I’ve encountered the following seemingly simple probability interview question in my workplace:
Two reviewers were tasked with finding errors in a book. The first had found 40 errors and the other had found 60. 20 of the found errors were found in common. Give an estimate on the number of errors in the book.
A few clarifications were given:
- The errors are not false positives.
- The probability of the reviewers to find any error is independent of each other. (Problematic phrasing?)
- The lower bound is not required (i.e at least 80 errors).
It was my opinion that this problem is not well defined and any answer would rely on hidden assumptions.
My coworker said that the solution is easily calculable using the following method assigning to x the total number of errors:
$$P(A) = \frac{40}{x}$$ $$P(B) = \frac{60}{x}$$ $$P(A\cap B) = \frac{20}{x}$$ $$P(A\cap B) = P(A) * P(B)$$ $$\frac{20}{x} = \frac{40}{x} * \frac{60}{x} $$ $$20x = 2400$$ $$x = 120$$
I found this answer unsatisfying, but I am struggling to coherently explain why. I believe there are various assumptions hidden in the above “solution”.
I need help identifying these assumptions or phrasing issues with the question itself that make it not well defined.

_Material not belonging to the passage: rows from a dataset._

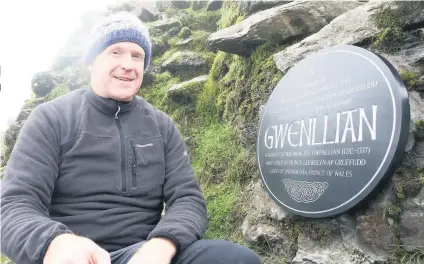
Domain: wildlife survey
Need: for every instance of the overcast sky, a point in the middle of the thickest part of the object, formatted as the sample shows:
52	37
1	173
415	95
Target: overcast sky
32	32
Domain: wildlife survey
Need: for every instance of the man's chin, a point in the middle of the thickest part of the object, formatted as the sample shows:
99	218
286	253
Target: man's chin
124	95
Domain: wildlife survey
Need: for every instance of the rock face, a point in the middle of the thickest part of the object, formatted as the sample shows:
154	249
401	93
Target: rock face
253	6
412	228
366	235
285	23
42	83
165	25
264	204
181	4
186	64
214	5
145	10
353	28
185	92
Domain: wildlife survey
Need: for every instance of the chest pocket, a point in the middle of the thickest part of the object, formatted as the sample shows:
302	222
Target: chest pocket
148	164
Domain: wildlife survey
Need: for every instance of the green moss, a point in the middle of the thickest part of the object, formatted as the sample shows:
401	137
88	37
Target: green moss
223	214
229	15
56	92
392	24
415	256
186	93
213	154
157	92
390	39
393	210
410	79
246	82
419	124
196	20
243	168
33	102
205	106
219	68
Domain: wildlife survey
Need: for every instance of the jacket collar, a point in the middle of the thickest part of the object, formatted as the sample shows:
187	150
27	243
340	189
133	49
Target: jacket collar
110	106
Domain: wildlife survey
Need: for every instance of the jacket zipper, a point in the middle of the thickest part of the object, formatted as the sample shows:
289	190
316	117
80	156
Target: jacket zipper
123	161
134	164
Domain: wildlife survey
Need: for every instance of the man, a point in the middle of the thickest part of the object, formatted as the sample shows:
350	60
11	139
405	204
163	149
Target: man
90	171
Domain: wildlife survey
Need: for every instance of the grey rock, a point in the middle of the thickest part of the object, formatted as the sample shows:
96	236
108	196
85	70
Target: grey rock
416	104
214	5
148	14
181	4
78	77
333	252
260	231
354	27
198	4
411	138
412	224
166	24
373	227
146	11
150	75
42	83
253	6
186	64
163	5
287	22
263	203
184	42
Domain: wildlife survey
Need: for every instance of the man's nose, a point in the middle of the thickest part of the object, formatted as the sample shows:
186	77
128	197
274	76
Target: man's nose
127	63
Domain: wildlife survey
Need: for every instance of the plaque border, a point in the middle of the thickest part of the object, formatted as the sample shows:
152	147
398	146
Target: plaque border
393	151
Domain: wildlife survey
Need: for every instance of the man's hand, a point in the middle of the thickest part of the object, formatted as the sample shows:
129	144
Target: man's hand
155	251
72	249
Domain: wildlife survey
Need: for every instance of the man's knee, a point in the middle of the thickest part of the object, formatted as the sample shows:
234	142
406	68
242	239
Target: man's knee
220	251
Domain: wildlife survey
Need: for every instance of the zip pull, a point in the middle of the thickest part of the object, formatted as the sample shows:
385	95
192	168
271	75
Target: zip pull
119	109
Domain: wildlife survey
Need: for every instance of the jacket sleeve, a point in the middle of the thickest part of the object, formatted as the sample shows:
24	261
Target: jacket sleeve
185	217
26	230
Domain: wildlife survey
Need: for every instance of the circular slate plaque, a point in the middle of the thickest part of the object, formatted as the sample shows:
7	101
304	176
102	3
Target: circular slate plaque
334	126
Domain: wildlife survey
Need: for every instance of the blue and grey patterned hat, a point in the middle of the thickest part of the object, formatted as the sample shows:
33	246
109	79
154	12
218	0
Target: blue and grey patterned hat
119	27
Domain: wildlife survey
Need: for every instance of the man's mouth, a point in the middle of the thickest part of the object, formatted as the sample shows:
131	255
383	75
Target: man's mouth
125	79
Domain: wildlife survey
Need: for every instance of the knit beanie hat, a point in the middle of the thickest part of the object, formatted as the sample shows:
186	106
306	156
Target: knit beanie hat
118	27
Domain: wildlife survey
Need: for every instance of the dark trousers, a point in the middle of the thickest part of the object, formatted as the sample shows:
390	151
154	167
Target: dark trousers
200	252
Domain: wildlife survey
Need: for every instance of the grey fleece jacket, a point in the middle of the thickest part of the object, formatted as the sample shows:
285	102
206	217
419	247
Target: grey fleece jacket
101	169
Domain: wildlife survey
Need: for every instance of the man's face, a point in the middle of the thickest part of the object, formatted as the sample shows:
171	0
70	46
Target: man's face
117	72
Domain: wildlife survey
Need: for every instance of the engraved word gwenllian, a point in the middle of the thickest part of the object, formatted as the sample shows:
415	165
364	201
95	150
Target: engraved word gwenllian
303	191
299	131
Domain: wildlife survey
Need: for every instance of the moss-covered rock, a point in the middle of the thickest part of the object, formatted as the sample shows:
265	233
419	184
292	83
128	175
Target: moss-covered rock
42	83
184	33
196	19
410	79
159	46
393	21
186	64
188	91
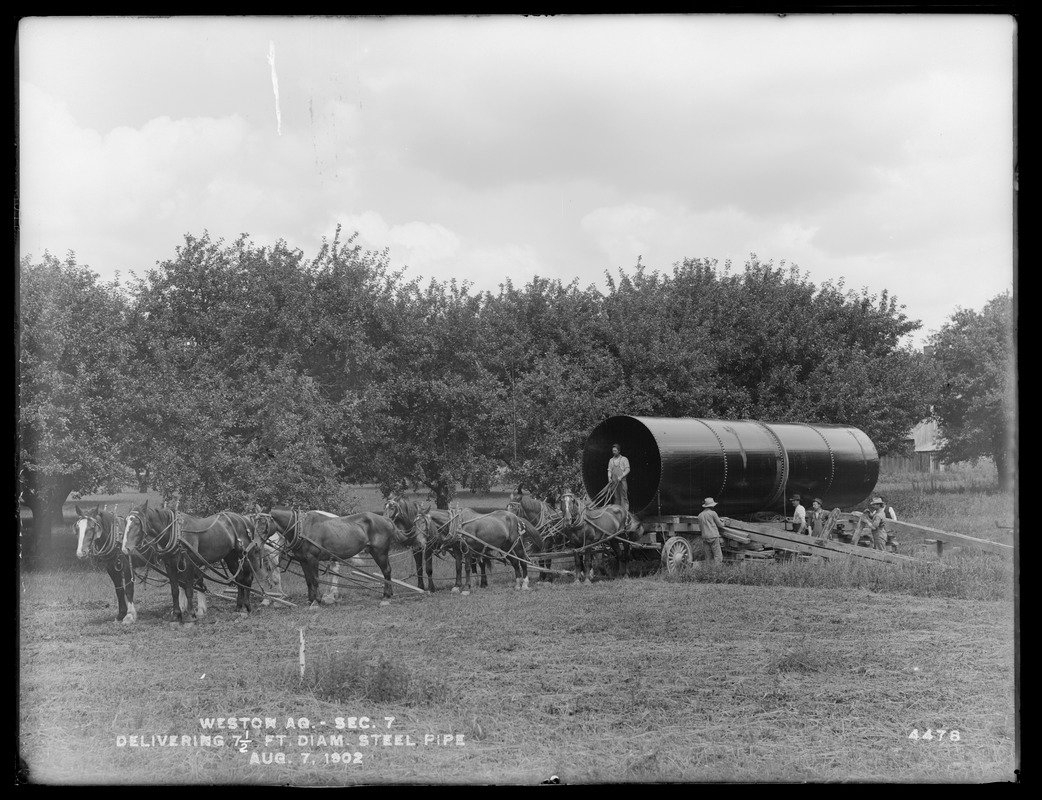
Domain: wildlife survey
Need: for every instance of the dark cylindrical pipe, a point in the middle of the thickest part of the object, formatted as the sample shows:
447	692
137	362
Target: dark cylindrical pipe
744	465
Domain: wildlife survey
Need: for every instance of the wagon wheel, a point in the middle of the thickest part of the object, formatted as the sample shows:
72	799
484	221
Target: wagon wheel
677	555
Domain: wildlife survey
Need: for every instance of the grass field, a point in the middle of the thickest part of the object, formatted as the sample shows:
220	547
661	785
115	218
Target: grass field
766	673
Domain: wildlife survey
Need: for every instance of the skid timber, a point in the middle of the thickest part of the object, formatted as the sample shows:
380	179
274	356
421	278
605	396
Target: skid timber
770	535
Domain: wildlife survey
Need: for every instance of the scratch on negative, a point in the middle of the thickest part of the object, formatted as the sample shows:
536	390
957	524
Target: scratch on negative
274	85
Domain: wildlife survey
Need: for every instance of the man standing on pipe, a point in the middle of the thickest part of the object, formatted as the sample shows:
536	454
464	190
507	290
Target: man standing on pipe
799	516
618	468
710	525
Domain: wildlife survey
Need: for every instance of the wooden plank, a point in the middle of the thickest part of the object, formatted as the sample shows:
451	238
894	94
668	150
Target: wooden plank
962	539
769	534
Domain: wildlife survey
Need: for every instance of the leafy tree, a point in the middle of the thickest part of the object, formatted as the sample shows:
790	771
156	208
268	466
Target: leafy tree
438	425
73	388
227	338
975	408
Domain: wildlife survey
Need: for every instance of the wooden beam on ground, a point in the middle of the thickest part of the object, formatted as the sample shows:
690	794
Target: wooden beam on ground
379	578
280	601
774	536
954	539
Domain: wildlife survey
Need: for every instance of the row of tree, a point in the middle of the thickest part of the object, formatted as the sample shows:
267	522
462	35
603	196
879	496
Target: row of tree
240	373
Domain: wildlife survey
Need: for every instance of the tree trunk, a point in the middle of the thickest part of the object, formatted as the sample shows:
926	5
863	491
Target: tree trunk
45	496
1002	468
443	493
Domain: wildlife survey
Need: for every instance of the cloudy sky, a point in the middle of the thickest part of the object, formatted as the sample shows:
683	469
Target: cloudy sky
874	149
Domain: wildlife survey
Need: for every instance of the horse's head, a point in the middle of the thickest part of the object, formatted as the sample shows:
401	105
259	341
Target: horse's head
264	524
89	530
253	548
401	511
141	524
570	507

It could be that I’m mistaken and the problem is well defined and I’ve complicated it.
I am also interested in alternative solutions that could be based on different assumptions but don’t negate the clarifications made.
Let $A_i \thicksim Ber(p)$ be a random variable describing whether or not person $A$ found error $i$, and $B_i$ be the same but for person $B$. The answer posted assumes that $\forall i,j; \mathbb{P}(A_i = 1) = \mathbb{P}(A_j = 1)$, which doesn't feel right. For example, if the errors are typos then the typo: "dwjaiodajwio" is more obvious than using "there" instead of "their". We also should consider types of error, maybe person $B$ is better at finding grammatical error than person $A$, but person $A$ can find all of the spelling errors.

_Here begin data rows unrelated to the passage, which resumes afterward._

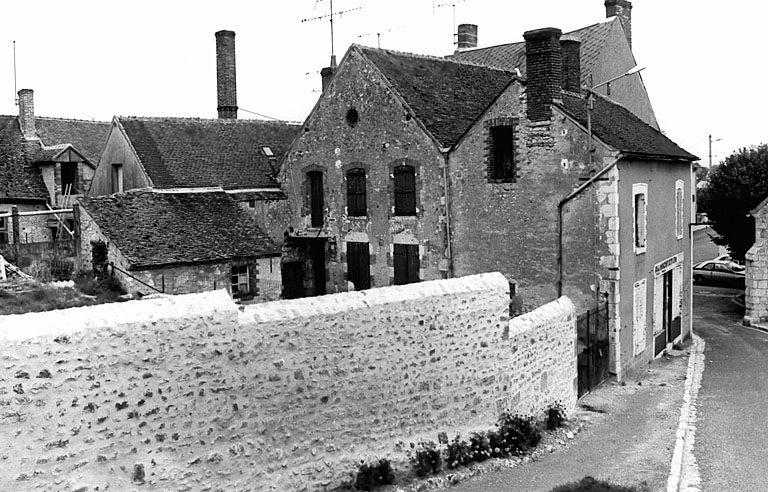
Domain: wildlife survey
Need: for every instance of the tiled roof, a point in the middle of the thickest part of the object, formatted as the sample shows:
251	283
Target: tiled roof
512	55
619	128
445	95
87	137
190	152
19	179
154	229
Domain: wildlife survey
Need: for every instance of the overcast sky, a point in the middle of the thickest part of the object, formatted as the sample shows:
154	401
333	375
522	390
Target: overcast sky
95	59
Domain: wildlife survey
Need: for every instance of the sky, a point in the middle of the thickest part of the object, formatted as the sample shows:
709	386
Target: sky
93	59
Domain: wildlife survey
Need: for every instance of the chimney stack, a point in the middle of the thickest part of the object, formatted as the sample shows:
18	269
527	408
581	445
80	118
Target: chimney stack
27	114
467	37
544	71
623	10
570	49
226	78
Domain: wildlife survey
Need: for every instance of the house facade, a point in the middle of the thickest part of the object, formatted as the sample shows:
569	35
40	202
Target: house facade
415	168
176	242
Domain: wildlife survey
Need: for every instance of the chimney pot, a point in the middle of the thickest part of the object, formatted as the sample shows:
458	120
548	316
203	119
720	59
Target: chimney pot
226	76
544	71
27	114
466	37
623	10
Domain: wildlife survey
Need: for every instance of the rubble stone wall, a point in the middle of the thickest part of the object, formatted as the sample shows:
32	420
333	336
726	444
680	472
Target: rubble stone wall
190	393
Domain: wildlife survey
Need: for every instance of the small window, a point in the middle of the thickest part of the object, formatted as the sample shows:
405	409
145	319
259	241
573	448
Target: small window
316	202
356	200
68	178
406	263
359	265
501	165
405	190
240	281
640	197
117	178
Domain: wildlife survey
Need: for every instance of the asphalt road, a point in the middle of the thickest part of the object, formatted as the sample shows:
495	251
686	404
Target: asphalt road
731	443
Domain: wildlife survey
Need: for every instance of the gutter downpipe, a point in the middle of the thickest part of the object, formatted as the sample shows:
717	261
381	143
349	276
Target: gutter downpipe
560	206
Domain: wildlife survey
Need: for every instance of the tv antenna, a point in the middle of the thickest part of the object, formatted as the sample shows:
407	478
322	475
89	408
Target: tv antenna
330	17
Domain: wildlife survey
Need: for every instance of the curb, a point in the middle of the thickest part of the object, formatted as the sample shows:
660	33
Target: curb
684	472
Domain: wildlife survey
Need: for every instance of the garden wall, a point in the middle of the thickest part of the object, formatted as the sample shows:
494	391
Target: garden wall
189	393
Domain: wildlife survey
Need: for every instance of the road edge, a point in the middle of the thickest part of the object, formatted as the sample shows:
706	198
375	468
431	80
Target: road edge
684	472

If we choose to assume this, then $\mathbb{P}(A_i = 1) = \frac{40}{x}$ is still incorrect. Let $A \thicksim \text{Bin}(x, \frac{40}{x})$ and $B \thicksim \text{Bin}(x, \frac{60}{x})$. Then we expect $A = 40$ and $B = 60$ given $x$ total errors, but this is of course the expectation, not on any given trial will they be equal. That is the biggest problem here, is that we claim this trial to be equal to the expectation.
The answer given has assumed that the true expectation is equal to the number of errors found (i.e. $A = x \cdot \frac{40}{x} = 40 = \mathbb{E}[A]$). That is the big "hidden assumption" that the answer has without saying. On just one trial, it is ridiculous to assume this, and the other answer from heropup showed an example as to why this becomes a problem if we find $0$ in common. You are certainly correct that this is not a well-defined problem, and it should have these things specified to make sense.

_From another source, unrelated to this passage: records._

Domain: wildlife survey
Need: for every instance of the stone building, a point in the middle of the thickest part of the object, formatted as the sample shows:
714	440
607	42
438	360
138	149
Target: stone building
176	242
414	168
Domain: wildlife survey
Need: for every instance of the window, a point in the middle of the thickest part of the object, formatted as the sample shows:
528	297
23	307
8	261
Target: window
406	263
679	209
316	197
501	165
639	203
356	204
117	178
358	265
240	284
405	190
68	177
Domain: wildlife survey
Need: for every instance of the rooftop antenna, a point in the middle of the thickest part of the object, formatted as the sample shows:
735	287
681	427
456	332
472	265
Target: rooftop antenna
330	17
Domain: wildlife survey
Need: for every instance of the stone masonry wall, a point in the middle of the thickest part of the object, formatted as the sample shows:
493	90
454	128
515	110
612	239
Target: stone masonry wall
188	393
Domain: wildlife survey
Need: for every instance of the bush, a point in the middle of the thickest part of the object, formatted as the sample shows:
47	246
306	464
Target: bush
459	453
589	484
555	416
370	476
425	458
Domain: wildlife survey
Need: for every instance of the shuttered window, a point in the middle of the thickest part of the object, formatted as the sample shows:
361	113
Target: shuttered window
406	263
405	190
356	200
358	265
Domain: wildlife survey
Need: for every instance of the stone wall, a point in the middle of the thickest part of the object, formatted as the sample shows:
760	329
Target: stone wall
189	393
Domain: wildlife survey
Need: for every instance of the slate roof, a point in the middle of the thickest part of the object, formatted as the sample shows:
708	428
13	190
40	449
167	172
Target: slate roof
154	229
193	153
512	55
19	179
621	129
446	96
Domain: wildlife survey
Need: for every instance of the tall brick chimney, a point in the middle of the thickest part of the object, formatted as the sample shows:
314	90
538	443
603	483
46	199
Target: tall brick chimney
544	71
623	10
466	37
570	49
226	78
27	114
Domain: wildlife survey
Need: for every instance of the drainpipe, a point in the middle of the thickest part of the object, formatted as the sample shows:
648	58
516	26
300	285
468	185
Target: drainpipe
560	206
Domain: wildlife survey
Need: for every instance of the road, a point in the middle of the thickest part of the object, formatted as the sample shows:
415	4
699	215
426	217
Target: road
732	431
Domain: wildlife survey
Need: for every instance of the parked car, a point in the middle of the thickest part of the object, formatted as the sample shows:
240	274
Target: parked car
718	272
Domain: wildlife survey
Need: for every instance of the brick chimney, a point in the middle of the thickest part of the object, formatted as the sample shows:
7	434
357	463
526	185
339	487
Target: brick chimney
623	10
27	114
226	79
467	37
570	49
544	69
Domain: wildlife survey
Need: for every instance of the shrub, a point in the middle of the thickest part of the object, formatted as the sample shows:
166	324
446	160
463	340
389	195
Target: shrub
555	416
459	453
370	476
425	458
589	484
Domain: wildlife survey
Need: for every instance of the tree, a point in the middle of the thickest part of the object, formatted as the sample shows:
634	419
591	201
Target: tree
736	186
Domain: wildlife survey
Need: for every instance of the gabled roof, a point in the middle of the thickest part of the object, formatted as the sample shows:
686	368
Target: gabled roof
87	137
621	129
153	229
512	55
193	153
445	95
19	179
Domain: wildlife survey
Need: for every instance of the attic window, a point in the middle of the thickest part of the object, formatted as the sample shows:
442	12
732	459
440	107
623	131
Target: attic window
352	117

It would be hard to get an estimate on the true probability, since we don't know the number of true errors or how the errors work. In other words, if we had a disease over a country, and we knew there were at least $100$ people sick out of some amount of people, it's hard to estimate the number of sick people when we know literally nothing about the disease. It could be exactly $100$ if the disease is a rare genetic condition, or it could be $100,000$ if the disease was like the common cold, we don't know, and no estimate will exactly feel satisfactory, since we would need major assumptions on the data.
Final edit: What if they found $40$ error's in common, and $A$ still found $40$ while $B$ still found $60$? Then it seems like we should expect there to only be $60$ error's based on the work at hand, but that makes literally no sense to just assume $B$ is perfect.